There are so many 92 year olds now. Sadly, that is part of the ‘problem’. Modern medicine keeps us alive longer but we are often frail, demented and in poor health unable to manage at home. We fail to plan for old age. Sometimes insistent on living in unsuitable living circumstances, refusing carers, in and out of A&E like a revolving door with numerous ailments and repeated falls. Patched up and sent back home still unable to cope, slightly worse, until the next time. Multiply this by hundreds of thousands. Day after day.
Filling beds, delayed discharges mean wards cannot transfer up from A&E which remains full, cannot offload ambulances into A&E which then queue up outside, leaving us all waiting much longer for 999, including many other 92 year olds led on floors somewhere.
Nurse of 37 years, very many in primary care. This is the unpalatable impact of an ageing population. It’s not the only contributory factor to this mess, but we all want to live to 110 so…

my lovely friend just lost his parent in a country with a paid healthcare system. He said that after years of poor declining health, no quality of life, that in a way it was a relief that the treatment has to end when the money ran out.
He’s lived here for 30 years and is sure the treatment would’ve been continued here under the nhs.
When something is free at point of service, demand is limitless.

of course, the counterpart is the small number of rich people who can keep going, but they're a minority.

Toddlerteaplease · 07/04/2026 21:19

JustAnotherWhinger · 07/04/2026 17:14

Re-opening the cottage hospitals as the stepping stone between hospital and home/care home would also help

Absolutely this. It would free up hundreds of acute beds.

VivaciousCurrentBun · 07/04/2026 22:26

My friends DS is a police officer he gets to spend many a shift in A&E while with people in custody, they have to go as a duo as well because of the risk. I was in A&E a few months ago at one point 6 police officers were with 3 different patients. One was handcuffed and really kicking off, was awful. That’s probably half an entire shift for a section, not sure of numbers.

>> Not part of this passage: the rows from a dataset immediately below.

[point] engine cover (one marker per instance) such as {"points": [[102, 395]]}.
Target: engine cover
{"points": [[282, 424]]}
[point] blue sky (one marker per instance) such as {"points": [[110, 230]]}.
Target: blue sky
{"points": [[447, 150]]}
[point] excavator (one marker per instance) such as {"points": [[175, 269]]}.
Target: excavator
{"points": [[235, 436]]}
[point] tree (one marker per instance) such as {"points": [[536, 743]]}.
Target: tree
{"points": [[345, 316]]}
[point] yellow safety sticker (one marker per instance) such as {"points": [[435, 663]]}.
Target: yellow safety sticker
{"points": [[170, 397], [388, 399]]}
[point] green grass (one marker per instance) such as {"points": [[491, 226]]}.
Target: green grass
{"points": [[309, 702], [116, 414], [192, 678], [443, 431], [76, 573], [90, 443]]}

They have to take anyone who says they feel ill or says they have taken drugs. Some do it to time-waste. I asked him after I saw this that night.

@DemonsandMosquitoes My Father refused treatment for cancer in his mid eighties, the hospice nurse said she wished more were like him. It would have given him maybe another 18 months. My MIL has had an op but has refused further suppressing meds, she is 83. When she told me it felt like she wanted a fuss made, I just said if you were 30 I would be arguing with you to take them but your not so I’m not going to. It did shut her up for a change.